NOTE: This chapter will open the story. It is the prologue and should be ahead of chapter I.
PROLOGUE
Illinois
“What the fuck are we supposed to do now?”
I was saying this to my friend Rob, who
was standing next to me on the shoulder of Interstate 80, somewhere in Southern
Illinois. It was between two and three o’clock in the morning and as dark
as a night could be. There were no headlights coming from either
direction and clouds obscured any moonlight that was trying to get
through. Scattered around us along the side of the road were multiple
suitcases, duffel bags, clothes, a few boxes and a super heavy 36 inch analog
television.

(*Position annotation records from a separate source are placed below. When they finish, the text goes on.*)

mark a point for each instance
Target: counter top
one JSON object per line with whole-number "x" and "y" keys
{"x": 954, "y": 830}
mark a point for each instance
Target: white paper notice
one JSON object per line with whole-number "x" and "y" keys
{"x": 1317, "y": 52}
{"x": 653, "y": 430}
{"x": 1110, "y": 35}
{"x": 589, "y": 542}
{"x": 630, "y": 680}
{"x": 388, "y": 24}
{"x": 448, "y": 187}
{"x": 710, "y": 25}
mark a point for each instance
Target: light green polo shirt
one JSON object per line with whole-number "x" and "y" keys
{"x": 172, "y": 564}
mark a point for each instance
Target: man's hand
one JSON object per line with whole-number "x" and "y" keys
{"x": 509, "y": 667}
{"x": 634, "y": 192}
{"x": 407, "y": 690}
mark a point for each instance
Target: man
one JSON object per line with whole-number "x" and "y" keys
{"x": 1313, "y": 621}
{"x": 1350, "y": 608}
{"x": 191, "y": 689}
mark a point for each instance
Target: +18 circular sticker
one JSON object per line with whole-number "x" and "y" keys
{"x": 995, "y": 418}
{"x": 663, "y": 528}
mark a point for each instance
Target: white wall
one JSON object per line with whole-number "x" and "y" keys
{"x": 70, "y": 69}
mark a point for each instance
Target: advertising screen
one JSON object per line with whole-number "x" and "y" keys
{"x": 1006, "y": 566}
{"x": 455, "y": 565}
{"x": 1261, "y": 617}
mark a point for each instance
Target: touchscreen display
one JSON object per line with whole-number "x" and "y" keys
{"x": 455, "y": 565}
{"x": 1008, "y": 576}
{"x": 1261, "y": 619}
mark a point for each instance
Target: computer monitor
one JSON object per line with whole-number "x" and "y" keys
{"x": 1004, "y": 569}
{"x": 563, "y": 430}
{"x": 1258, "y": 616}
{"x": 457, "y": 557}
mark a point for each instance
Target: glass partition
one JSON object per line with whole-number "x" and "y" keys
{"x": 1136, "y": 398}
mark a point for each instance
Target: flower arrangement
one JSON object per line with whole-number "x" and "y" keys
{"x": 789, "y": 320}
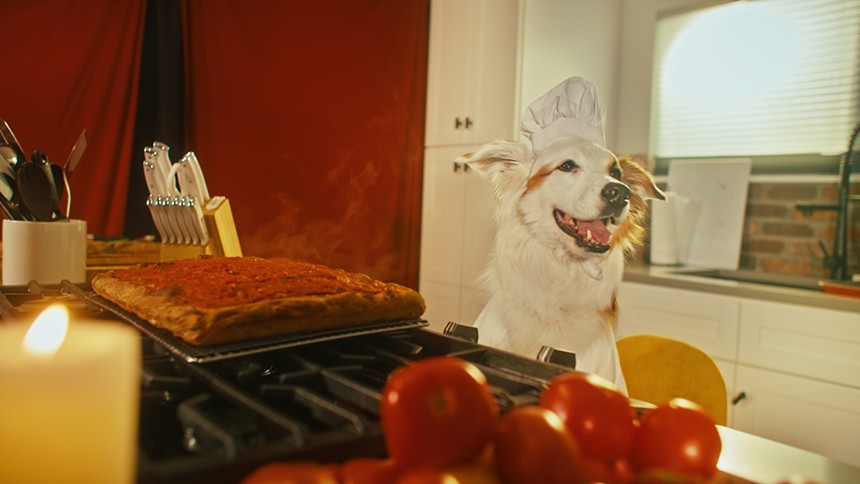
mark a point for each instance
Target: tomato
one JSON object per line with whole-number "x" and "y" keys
{"x": 678, "y": 438}
{"x": 532, "y": 445}
{"x": 599, "y": 417}
{"x": 368, "y": 470}
{"x": 477, "y": 471}
{"x": 427, "y": 475}
{"x": 437, "y": 412}
{"x": 293, "y": 473}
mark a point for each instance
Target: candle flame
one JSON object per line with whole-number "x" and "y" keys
{"x": 48, "y": 331}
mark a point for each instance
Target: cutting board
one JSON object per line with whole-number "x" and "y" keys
{"x": 717, "y": 189}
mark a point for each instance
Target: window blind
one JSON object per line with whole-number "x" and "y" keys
{"x": 759, "y": 77}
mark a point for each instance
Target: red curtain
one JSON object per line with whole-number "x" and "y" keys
{"x": 309, "y": 116}
{"x": 70, "y": 65}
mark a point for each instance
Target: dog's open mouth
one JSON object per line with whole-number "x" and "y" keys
{"x": 591, "y": 235}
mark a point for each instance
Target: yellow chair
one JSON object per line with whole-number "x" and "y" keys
{"x": 658, "y": 369}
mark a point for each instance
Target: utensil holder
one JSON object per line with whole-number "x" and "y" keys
{"x": 223, "y": 239}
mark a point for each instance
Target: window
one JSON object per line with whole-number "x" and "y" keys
{"x": 776, "y": 80}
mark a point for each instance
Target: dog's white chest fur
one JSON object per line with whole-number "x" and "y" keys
{"x": 536, "y": 300}
{"x": 566, "y": 215}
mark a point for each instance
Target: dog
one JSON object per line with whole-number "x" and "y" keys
{"x": 567, "y": 218}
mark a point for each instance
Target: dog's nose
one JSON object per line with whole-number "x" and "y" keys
{"x": 616, "y": 194}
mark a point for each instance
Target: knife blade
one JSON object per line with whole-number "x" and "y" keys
{"x": 158, "y": 211}
{"x": 194, "y": 190}
{"x": 76, "y": 154}
{"x": 11, "y": 140}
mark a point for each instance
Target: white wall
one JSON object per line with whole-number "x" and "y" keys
{"x": 565, "y": 38}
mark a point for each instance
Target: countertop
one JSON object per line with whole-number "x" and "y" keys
{"x": 669, "y": 276}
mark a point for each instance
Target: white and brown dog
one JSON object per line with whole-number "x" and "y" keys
{"x": 568, "y": 215}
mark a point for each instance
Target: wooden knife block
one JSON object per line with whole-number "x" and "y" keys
{"x": 223, "y": 239}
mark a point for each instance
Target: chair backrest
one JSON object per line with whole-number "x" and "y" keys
{"x": 658, "y": 369}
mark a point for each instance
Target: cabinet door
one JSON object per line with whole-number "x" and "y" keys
{"x": 442, "y": 216}
{"x": 820, "y": 417}
{"x": 814, "y": 342}
{"x": 479, "y": 227}
{"x": 472, "y": 302}
{"x": 706, "y": 321}
{"x": 471, "y": 78}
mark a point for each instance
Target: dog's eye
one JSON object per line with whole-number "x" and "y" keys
{"x": 568, "y": 165}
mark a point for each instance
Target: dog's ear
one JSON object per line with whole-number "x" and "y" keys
{"x": 505, "y": 163}
{"x": 639, "y": 179}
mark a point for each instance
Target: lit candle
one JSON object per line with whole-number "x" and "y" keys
{"x": 69, "y": 399}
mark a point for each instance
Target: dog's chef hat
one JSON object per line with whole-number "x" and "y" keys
{"x": 572, "y": 108}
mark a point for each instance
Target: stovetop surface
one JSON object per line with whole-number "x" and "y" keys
{"x": 217, "y": 420}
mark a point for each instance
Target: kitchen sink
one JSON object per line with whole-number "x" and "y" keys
{"x": 775, "y": 279}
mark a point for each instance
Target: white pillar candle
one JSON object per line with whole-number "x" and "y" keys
{"x": 69, "y": 413}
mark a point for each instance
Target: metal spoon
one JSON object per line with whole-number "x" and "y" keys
{"x": 36, "y": 188}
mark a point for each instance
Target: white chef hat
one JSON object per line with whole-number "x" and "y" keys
{"x": 572, "y": 108}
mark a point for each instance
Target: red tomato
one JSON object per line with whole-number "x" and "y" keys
{"x": 599, "y": 417}
{"x": 532, "y": 445}
{"x": 426, "y": 475}
{"x": 678, "y": 438}
{"x": 437, "y": 412}
{"x": 368, "y": 470}
{"x": 293, "y": 473}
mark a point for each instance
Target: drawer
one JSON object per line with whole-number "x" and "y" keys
{"x": 709, "y": 322}
{"x": 819, "y": 343}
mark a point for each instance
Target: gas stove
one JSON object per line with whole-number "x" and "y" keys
{"x": 217, "y": 419}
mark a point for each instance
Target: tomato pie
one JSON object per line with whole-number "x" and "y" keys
{"x": 217, "y": 300}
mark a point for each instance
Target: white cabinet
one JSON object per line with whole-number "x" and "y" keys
{"x": 471, "y": 99}
{"x": 797, "y": 367}
{"x": 457, "y": 231}
{"x": 471, "y": 72}
{"x": 803, "y": 412}
{"x": 709, "y": 322}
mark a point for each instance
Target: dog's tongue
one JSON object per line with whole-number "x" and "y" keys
{"x": 599, "y": 233}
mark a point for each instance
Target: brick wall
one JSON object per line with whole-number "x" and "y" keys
{"x": 779, "y": 238}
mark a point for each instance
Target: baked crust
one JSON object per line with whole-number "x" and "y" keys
{"x": 198, "y": 301}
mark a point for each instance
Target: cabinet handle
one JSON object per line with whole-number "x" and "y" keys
{"x": 464, "y": 166}
{"x": 466, "y": 123}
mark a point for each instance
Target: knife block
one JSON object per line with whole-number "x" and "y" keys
{"x": 223, "y": 239}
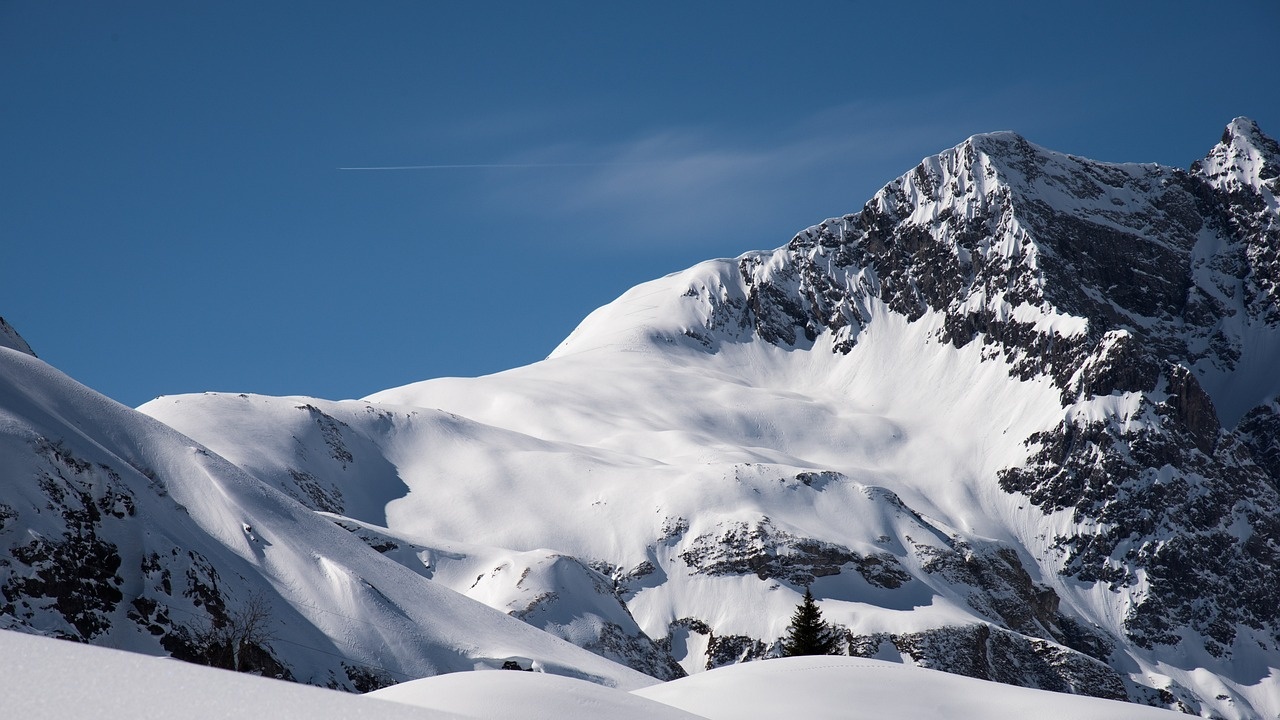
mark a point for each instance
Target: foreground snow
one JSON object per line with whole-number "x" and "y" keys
{"x": 62, "y": 679}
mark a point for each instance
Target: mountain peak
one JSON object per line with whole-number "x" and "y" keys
{"x": 10, "y": 338}
{"x": 1246, "y": 156}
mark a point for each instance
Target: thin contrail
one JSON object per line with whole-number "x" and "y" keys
{"x": 496, "y": 165}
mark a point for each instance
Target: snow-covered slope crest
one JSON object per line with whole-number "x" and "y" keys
{"x": 117, "y": 529}
{"x": 10, "y": 338}
{"x": 48, "y": 679}
{"x": 1015, "y": 419}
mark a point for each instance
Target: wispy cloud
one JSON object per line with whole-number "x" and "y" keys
{"x": 705, "y": 187}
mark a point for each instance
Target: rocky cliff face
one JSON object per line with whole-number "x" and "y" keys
{"x": 1016, "y": 418}
{"x": 1132, "y": 287}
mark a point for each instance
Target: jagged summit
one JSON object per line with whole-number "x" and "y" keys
{"x": 1014, "y": 418}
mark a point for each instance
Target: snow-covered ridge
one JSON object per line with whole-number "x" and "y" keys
{"x": 10, "y": 338}
{"x": 1013, "y": 419}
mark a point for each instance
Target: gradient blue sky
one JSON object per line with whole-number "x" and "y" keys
{"x": 173, "y": 217}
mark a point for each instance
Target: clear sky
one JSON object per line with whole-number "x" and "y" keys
{"x": 174, "y": 218}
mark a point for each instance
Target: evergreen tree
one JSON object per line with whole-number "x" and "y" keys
{"x": 809, "y": 633}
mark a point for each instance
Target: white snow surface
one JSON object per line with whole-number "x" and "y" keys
{"x": 851, "y": 688}
{"x": 48, "y": 679}
{"x": 632, "y": 446}
{"x": 332, "y": 596}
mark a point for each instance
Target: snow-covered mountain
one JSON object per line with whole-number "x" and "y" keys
{"x": 118, "y": 531}
{"x": 1015, "y": 419}
{"x": 56, "y": 680}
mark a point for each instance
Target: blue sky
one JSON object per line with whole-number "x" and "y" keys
{"x": 174, "y": 219}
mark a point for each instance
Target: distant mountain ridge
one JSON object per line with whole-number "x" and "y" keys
{"x": 1016, "y": 418}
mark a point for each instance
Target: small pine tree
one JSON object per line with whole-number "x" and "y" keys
{"x": 809, "y": 633}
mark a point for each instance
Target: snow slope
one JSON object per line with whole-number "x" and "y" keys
{"x": 988, "y": 418}
{"x": 55, "y": 680}
{"x": 119, "y": 531}
{"x": 46, "y": 679}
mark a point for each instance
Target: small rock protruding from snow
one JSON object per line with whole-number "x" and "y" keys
{"x": 10, "y": 338}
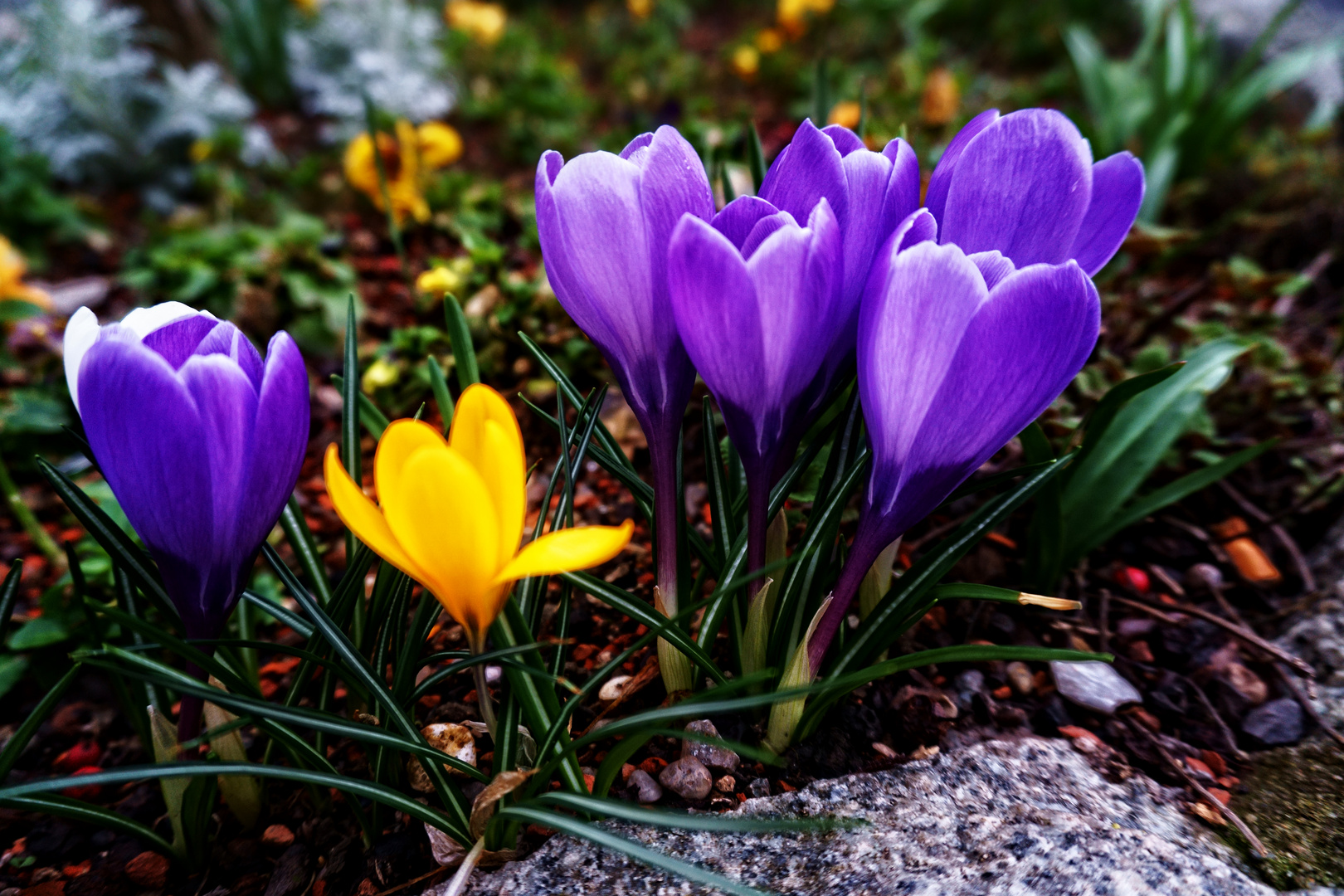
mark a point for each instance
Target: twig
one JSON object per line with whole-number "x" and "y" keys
{"x": 1308, "y": 704}
{"x": 1103, "y": 622}
{"x": 1257, "y": 846}
{"x": 1229, "y": 735}
{"x": 1304, "y": 571}
{"x": 1241, "y": 631}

Just ninety minutes ago all
of these items had been tightly packed into my 1996 Jetta. Some had been in the back seat and some in
the trunk. I couldn’t have fit anything
else into the car even if was paid to do so.
Rob had to put his own gym bag full of clothes on the floor in front of
his seat. It had taken me over two hours to squeeze everything in that
I’d need for an entire summer working at a kid’s camp in Maine. Just
moments ago the area was buzzing with the congestion and noise of at least a
dozen police cars, a squad of overeager officers, unintelligible radio chatter
and a helicopter that hovered above with a spotlight that turned the middle of
the night into noon. But now it was just
Rob and me, standing on the side of the highway. In the dark.
“Are you fucking kidding me?” I said.
“How do they expect us to re-pack the car
with no light out here?
“Um, what?” Rob said. It was a
typical response.
“Unbelievable. Simply
unbelievable.” I was officially and totally dumbfounded.
It was unbelievable. I had left
Denver around eleven a.m. and drove all day to get to Rob’s house in Cedar
Rapids, Iowa. Although he wasn’t working at the camp with me, it seemed
like a good idea for him road trip to New York and Boston and then fly back
home while I made the final stretch to Maine alone. He didn’t have
anything better to do, anyway. Like me,
he was a teacher and his summer vacation had just started.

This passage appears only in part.